Leading US-Jewish Org: 'We Must Unite'

Conference of Presidents calls for unity for the "day after," essentially conceding in the fight against the Obama-Iran nuclear deal.

Hillel Fendel ,

US President Barack Obama
US President Barack Obama

In an unusually long statement, the Conference of Presidents of Major American Jewish Organizations calls for unity for the "day after," essentially conceding in the fight against the Obama-Iran nuclear deal.

In light of the news that President Barack Obama has succeeded in garnering sufficient Senate votes ensuring that the nuclear deal with Iran is not defeated, for now, the opponents of the deal are attempting to regroup and reorganize their efforts.

The Conference of Presidents represents 53 American-Jewish organizations to the US Administration and Congress. In its latest statement, no fewer than 19 paragraphs long, it warns that although "the ultimate outcome of the process is known," we must now "be looking for the most productive engagement to enable all to come together on 'the day after'. We must emerge stronger and in a better position to ensure that the nefarious goals of the Iranian regime be challenged effectively and determinately."

The statement notes that of its member organizations, only five support the deal with Iran – while 29 (55%) oppose it outright, and the others either expressed concern with the agreement and/or did not wish to take a formal position for a variety of reasons.

In a veiled slap at Obama, the Conference stated, "Throughout these discussions and activities ... we sought to prevent the debate from becoming personal, politicized, or uncivil... [T]here were comments by advocates on both sides of the issue that were unacceptable. We know that words bear consequences and especially when they target individuals or groups in our society. It is entirely appropriate for Americans to petition their government and elected officials, especially about an issue of such great consequence. It is in keeping with what American democracy demands of its citizens."

"We must continue to educate and alert the American people and the world to the dangers posed by Iran," the Conference writes, " and especially an emboldened Iran. We are in the process of developing suggestions to be presented to the Administration and Congress after consultation with both, and with experts, officials, and our members. The 'day after' engagement will again require our energies, long-term commitments, and above all, our unity."

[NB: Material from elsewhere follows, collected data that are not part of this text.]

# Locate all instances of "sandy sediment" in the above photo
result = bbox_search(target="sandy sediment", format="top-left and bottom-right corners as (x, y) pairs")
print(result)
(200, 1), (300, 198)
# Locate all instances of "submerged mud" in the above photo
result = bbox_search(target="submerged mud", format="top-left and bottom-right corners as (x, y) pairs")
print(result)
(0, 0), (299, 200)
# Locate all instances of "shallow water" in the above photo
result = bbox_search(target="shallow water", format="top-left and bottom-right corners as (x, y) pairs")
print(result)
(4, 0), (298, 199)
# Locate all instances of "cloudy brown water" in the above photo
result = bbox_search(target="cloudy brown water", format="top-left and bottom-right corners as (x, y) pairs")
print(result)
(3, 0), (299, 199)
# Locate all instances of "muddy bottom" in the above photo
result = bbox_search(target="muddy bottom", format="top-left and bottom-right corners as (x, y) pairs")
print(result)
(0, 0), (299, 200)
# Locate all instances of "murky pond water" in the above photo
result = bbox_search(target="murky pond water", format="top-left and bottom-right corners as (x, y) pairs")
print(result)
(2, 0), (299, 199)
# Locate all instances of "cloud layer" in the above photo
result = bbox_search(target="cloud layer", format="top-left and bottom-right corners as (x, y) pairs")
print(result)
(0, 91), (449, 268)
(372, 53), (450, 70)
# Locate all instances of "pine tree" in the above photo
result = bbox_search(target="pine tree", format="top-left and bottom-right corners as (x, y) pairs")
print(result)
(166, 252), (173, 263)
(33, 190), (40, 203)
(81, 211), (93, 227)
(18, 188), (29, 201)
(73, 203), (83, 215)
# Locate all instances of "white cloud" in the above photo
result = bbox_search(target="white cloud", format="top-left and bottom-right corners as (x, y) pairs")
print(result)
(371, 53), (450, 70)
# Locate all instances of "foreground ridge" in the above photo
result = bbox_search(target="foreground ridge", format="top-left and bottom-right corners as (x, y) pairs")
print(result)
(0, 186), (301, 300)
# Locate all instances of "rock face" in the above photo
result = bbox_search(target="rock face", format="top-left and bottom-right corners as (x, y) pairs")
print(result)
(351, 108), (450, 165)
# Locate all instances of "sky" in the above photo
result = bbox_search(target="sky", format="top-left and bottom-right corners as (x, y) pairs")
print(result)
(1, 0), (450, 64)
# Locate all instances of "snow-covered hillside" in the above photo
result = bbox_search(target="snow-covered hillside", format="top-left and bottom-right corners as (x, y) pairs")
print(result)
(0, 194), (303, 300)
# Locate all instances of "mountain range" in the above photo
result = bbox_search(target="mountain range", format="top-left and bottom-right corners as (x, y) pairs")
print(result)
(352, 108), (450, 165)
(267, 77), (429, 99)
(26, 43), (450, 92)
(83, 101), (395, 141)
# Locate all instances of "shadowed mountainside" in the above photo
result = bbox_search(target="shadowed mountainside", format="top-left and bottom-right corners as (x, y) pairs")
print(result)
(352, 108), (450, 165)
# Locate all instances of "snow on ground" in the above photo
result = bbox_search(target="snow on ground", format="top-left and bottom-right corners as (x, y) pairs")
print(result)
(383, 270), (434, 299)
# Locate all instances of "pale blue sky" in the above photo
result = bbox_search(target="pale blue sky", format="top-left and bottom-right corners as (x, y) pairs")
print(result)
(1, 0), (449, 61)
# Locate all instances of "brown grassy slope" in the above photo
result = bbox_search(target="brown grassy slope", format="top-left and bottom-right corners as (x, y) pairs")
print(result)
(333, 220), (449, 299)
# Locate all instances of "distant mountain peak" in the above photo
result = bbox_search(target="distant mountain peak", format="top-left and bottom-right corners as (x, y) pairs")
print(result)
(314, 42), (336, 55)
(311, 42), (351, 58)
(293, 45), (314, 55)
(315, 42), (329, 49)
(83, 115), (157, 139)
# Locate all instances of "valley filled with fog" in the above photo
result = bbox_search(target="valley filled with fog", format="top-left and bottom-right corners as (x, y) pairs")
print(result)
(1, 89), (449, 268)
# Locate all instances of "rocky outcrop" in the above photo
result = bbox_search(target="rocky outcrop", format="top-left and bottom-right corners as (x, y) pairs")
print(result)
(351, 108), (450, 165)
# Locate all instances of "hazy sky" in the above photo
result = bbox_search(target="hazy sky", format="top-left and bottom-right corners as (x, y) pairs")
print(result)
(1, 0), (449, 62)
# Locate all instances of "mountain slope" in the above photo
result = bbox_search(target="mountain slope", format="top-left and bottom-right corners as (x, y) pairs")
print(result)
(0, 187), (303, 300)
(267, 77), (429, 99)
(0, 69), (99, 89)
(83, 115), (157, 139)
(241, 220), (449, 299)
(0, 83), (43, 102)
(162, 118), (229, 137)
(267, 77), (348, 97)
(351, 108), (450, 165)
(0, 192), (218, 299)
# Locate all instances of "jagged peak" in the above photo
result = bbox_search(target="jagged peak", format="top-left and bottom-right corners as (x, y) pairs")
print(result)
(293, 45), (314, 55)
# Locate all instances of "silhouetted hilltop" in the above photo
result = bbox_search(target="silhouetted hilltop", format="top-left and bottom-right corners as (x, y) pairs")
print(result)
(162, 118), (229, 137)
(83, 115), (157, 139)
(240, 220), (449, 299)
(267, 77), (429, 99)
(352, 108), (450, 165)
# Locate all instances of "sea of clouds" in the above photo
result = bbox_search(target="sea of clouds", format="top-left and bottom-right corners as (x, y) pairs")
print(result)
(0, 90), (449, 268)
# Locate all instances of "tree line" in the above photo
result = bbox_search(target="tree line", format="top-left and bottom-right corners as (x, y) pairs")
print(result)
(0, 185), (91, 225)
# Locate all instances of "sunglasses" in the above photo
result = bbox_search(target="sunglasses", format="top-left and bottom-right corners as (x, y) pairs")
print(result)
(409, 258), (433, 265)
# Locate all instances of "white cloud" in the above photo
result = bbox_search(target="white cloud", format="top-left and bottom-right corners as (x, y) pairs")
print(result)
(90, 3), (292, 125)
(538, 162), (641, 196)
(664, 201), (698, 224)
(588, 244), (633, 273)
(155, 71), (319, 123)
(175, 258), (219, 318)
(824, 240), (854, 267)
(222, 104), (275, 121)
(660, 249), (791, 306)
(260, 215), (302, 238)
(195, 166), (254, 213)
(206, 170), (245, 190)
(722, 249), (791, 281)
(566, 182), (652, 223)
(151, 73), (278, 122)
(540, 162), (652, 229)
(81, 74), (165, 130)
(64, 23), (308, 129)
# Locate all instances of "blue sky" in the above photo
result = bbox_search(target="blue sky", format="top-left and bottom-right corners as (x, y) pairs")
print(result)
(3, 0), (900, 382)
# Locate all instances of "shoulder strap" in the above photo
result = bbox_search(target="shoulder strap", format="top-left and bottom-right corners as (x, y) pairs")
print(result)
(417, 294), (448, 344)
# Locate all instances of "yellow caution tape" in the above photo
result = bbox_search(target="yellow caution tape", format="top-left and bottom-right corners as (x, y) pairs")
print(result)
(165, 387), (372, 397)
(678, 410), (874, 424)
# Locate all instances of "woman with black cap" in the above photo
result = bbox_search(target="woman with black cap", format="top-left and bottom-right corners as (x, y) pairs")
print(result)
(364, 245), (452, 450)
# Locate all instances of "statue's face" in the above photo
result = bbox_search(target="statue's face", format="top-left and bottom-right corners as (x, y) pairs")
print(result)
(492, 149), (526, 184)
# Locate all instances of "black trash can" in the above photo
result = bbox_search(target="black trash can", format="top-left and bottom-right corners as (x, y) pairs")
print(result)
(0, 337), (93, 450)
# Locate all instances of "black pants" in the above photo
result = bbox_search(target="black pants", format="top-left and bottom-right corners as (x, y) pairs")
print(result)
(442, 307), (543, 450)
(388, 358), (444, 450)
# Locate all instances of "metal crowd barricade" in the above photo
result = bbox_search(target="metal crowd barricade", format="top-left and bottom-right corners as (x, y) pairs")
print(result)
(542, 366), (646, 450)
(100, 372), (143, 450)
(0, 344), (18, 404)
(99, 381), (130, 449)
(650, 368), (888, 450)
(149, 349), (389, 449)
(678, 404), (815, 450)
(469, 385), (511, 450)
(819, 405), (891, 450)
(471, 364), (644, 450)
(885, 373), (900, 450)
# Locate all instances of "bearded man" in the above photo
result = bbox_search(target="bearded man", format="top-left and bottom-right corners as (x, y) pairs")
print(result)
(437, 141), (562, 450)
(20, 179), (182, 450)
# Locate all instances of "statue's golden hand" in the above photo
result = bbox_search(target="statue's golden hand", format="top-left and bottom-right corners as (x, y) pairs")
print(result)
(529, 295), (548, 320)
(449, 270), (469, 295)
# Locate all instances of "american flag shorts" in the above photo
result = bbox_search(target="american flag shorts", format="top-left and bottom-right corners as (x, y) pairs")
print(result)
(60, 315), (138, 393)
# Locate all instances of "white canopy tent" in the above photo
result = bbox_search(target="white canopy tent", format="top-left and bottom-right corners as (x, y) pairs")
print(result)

The Conference insists that the Iranian nuclear drive is not an essentially Jewish or Israeli issue: "It is a potent danger to the world, to the vital interests and security of the US, and is a threat that will further destabilize the already tumultuous situation in the Middle East and provide new opportunities for Iranian intimidation and exploitation."

It further emphasizes that "there is a shared goal not only amongst all of our member organizations, the larger community, the Administration, Congress, our allies, but even some non-allies, that Iran not be allowed to secure or have the ability to produce nuclear weapons."

"At times, the sharpest criticisms came from those who expressed support for the agreement," the Conference states.

The statement lists several signs indicating that Iran's intentions are not peaceful: "The calls for death to America still echo at Friday prayers, sometimes led by Khameini himself... The deep concern, fear and frustration we have heard directly from Arab leaders... bears witness to Iran’s efforts to infiltrate, undermine, and eliminate governments in the region, to create a Caliphate... The calls to violence, threats against the US and its allies, the calls to annihilate a member state of the UN, training exercises that involve bombing a mock-up of the USS NIMITZ, seizing a ship under American protection in international waters, providing funding and weapons to terrorists in blatant violation of UN Security Council Resolutions..."

The above "are met too often with little if any reaction," the Conference of Presidents statement avers. "It is essential that the Iranian government understand, and believe, the determination of the United States and our allies to use 'all means' to assure full Iranian compliance and cooperation... Iran must never be allowed to have nuclear weapons and the means to deliver them. The consequences of any other outcome are unthinkable."